Identifying Key Uncertainties in Energy Transitions: A Puerto Rico Case Study

Published in Nature Communications, 2025

Published in Nature Communications (2025).

Energy transition planning often relies on deterministic forecasts despite deep technological, economic, and climate uncertainty. This study introduces a computational framework that integrates nested Monte Carlo simulation with surrogate-based global sensitivity analysis to identify the dominant sources of uncertainty driving long-term system costs.

Applied to Puerto Rico’s hurricane-prone power system, the analysis shows that uncertainty in hurricane frequency and organizational inefficiency dominate total expected cost variance, while fuel price uncertainty drives operational cost variance.
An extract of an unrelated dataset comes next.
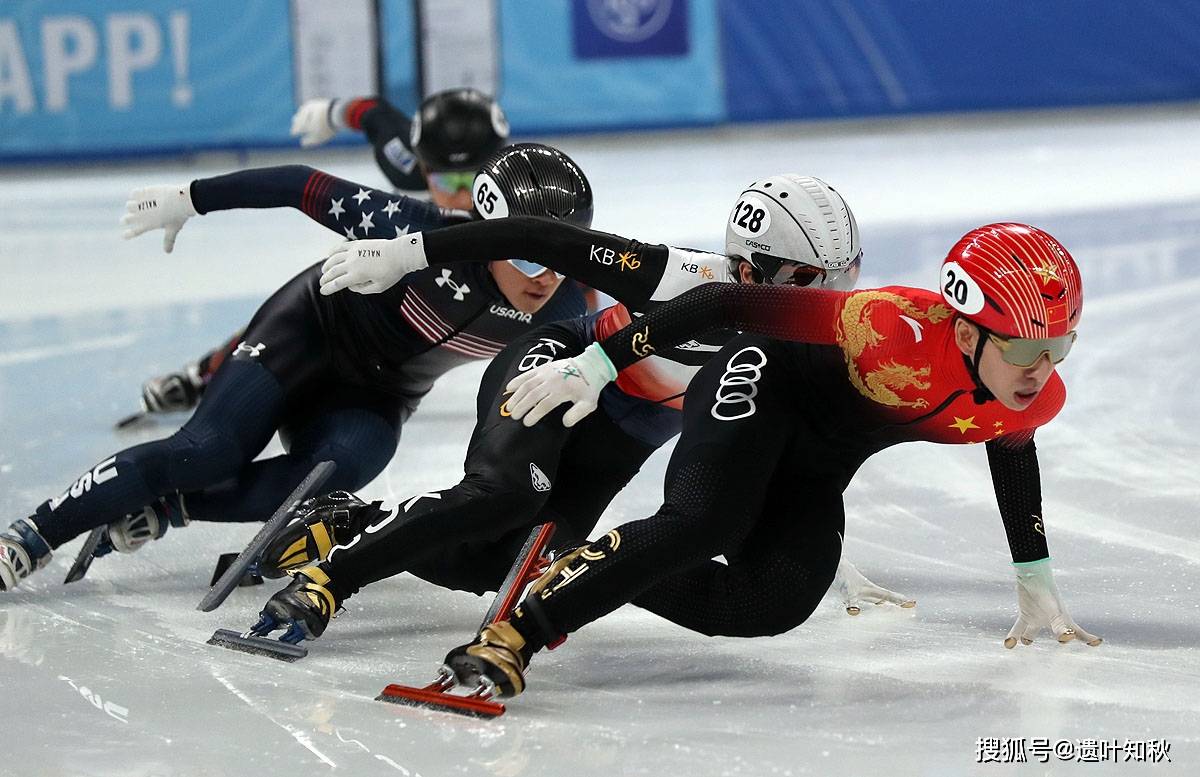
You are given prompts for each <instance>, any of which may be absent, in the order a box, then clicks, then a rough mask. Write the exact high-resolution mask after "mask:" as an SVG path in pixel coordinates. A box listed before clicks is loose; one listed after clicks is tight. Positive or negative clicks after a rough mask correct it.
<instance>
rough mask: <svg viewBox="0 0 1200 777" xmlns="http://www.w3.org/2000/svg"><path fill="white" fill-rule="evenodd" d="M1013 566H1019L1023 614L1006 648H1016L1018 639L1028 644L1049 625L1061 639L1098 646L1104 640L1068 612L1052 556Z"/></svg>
mask: <svg viewBox="0 0 1200 777" xmlns="http://www.w3.org/2000/svg"><path fill="white" fill-rule="evenodd" d="M1013 566H1015V567H1016V603H1018V607H1019V612H1020V614H1019V615H1018V616H1016V622H1015V624H1013V628H1010V630H1009V632H1008V637H1006V638H1004V648H1009V649H1010V648H1014V646H1015V645H1016V640H1018V639H1020V640H1021V644H1022V645H1028V644H1031V643H1032V642H1033V637H1034V636H1036V634H1037V633H1038V632H1039V631H1042V630H1043V628H1046V627H1049V628H1050V631H1052V632H1054V633H1055V637H1057V638H1058V642H1061V643H1068V642H1070V640H1072V639H1078V640H1080V642H1084V643H1087V644H1088V645H1091V646H1093V648H1094V646H1096V645H1099V644H1100V643H1102V642H1103V640H1102V639H1100V638H1099V637H1097V636H1096V634H1088V633H1087V632H1086V631H1084V630H1082V628H1080V627H1079V625H1078V624H1076V622H1075V621H1074V620H1072V618H1070V615H1068V614H1067V608H1066V607H1063V604H1062V598H1061V597H1060V596H1058V588H1057V586H1056V585H1055V584H1054V574H1052V573H1051V571H1050V559H1043V560H1042V561H1031V562H1028V564H1014V565H1013Z"/></svg>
Results demonstrate that deterministic cost comparisons can misrepresent transition risk, with fully renewable and fully decarbonized pathways having substantial probability of being less costly than business-as-usual.

Keywords: energy transition, uncertainty quantification, global sensitivity analysis, Monte Carlo simulation, resilience

Recommended citation: Khayambashi, K., Clarens, A. F., Shobe, W. M., & Alemazkoor, N. (2025). Identifying key uncertainties in energy transitions: A Puerto Rico case study. Nature Communications, 16(1), 9064.